In short, if you are a promoter who offers stage time for acts to perform for nothing at free entry comedy nights, I salute you!  You will still be handing out flyers, putting up posters, doing stuff on social media to draw people in, as well as hoping that word of mouth helps swell future audiences.

If you’re a promoter who offers stage time for acts to perform for nothing during a paid entry comedy night, then you’re thoughtlessly selfish at best, deliberately exploitative at worst.

And, while I profoundly disagree with your actions, I’ve probably applied for a slot at your gig today!

What matters most to you?

I like music. I’m not an expert in any genre but, as someone who grew up when The Beatles and Rolling Stones were pushing back the barriers that rock’n’roll had already turned over, when Bowie and Bolan were tearing new paths in popular culture, I just have to like music.

I like all sorts of music – looking at me, you may not think I’d enjoy dance music but I do (some of it) and am saddened by the early death of Avicii. At 28 years old he’d achieved a huge amount and his music has helped keep me alert many times on those late night car journeys home from comedy gigs. On his website he said “We all reach a point … where we understand what matters most to us. For me it’s creating music. That is what I live for, what I feel I was born to do”.

Anyone, of any age, who knows what makes them happy inside – what stirs them, what drives them on –  is very lucky. I spent over 40 years in an I.T. career I didn’t enjoy at the beginning and hated at the end – to the point where I’d regularly throw up before setting out to work.

Only when redundancy gave me time to investigate “what makes me happy about me” did I discover that I could make people laugh. Now in my 60’s, I’m unlikely to ‘achieve’ a great deal – I’m not going to be on TV or even making a living from performing – but nothing makes me happier than getting that first laugh when I’m gigging, or seeing lots of regular audience members return to the shows I run. I might have taken a while but I’ve found “what I feel I was born to do”. 

Make that your mission in 2018 and beyond. No-one knows how long they have on this earth, so make the most of your passion for music, comedy, art or even I.T !

What promoters want …

I gig a bit and I always try to be “professional” as well as funny – I research where I’m going, when I’m meant to be there, how long will the car journey take (and add a bit!), where to park, etc.

I also book acts for my club night and a few other gigs. And, I’ve found that there’s several acts who don’t do these things – not many but too many when you consider they are “pro comedians”. They don’t respond in a timely fashion to emails and texts, they arrive late for the gig, some don’t even know how much they’re being paid. So, when I book an act, what do I hope for?

Prompt and professional communications.
It’s often necessary to book a night by a certain date,  or to receive bio, photos, etc., for publicity. So, if you can’t reply now because of <insert reason>  then just tell me that, giving a date when you’ll get back to me. If you don’t respond I may well move on to use someone else.
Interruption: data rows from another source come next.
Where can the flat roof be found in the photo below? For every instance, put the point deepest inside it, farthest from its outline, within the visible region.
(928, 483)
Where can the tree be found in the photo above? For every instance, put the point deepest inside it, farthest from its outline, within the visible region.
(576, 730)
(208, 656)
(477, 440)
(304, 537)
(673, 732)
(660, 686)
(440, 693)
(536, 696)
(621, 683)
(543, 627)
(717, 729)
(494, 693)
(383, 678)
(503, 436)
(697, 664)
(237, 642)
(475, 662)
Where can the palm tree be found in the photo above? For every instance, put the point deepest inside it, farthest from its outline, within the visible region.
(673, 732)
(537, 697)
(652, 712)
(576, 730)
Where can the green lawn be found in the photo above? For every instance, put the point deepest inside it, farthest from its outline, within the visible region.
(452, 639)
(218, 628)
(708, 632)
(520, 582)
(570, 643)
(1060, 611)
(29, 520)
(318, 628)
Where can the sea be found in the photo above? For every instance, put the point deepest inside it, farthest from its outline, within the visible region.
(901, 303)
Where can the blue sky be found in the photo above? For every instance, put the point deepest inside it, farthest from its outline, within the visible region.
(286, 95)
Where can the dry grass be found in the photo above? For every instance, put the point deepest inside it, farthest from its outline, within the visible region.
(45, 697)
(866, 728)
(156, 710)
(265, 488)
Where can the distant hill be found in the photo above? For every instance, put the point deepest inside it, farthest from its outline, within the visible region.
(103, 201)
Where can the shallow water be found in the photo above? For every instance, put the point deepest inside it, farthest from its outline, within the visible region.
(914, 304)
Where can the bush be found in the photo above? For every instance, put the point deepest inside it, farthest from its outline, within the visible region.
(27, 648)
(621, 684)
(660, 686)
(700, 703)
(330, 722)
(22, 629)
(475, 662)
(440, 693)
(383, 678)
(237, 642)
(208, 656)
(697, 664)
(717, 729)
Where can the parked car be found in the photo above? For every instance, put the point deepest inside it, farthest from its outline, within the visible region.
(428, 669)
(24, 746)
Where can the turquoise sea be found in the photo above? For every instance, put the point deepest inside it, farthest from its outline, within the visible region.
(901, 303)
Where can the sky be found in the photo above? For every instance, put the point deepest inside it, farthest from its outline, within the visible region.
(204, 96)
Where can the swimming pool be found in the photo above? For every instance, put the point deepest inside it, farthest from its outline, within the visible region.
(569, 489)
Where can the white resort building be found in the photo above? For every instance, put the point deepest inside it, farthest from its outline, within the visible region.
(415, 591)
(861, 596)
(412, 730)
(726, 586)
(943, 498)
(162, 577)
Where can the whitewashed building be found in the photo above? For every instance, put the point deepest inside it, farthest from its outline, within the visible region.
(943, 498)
Easily available information.
Ideally  your own website – with :
Bio – not your life history, just a career summary with some highlights. This eases the process of writing publicity material, press releases, etc.
Quotes – nothing better on a poster than a good, sexy quote. Preferably from a media or industry source, the more identifiable and well known the better.
Photos – I need to design posters. I can always use a head and shoulders shot. I need to use images in publicity posts on social media – I can use all sorts of shots in those. And please make sure that some of your photos are taken against a plain background – a background that contrasts with your appearance, hair, etc. That helps enormously with image manipulation.
Videos – if I don’t know you, a well recorded video (with quality sound!) recording of your full set might persuade me to book you. Hint : don’t make this generally available on the web. Keep it private, send me the link, but don’t put it where my audience can see it, else they’ll have seen most of your act before you turn up.
Having offered you the gig, what I then need is 45  second to 60 second ‘clips’ to use in Twitter and Facebook publicity posts. A taster, a ‘titillator’ to persuade a potential but wavering audience member to buy a ticket to see you. To me, these are the most useful videos and so few acts have them.

Contact details.
I usually ask for them. I fully intend to, but may forget. And, then, you’re a little bit late and my heart is racing, it’d be so much easier if I could call you and find out how far away you are.
Here’s a wild idea – volunteer your details, give the promoter your mobile number before you’re asked. Brownie points accrued straight away!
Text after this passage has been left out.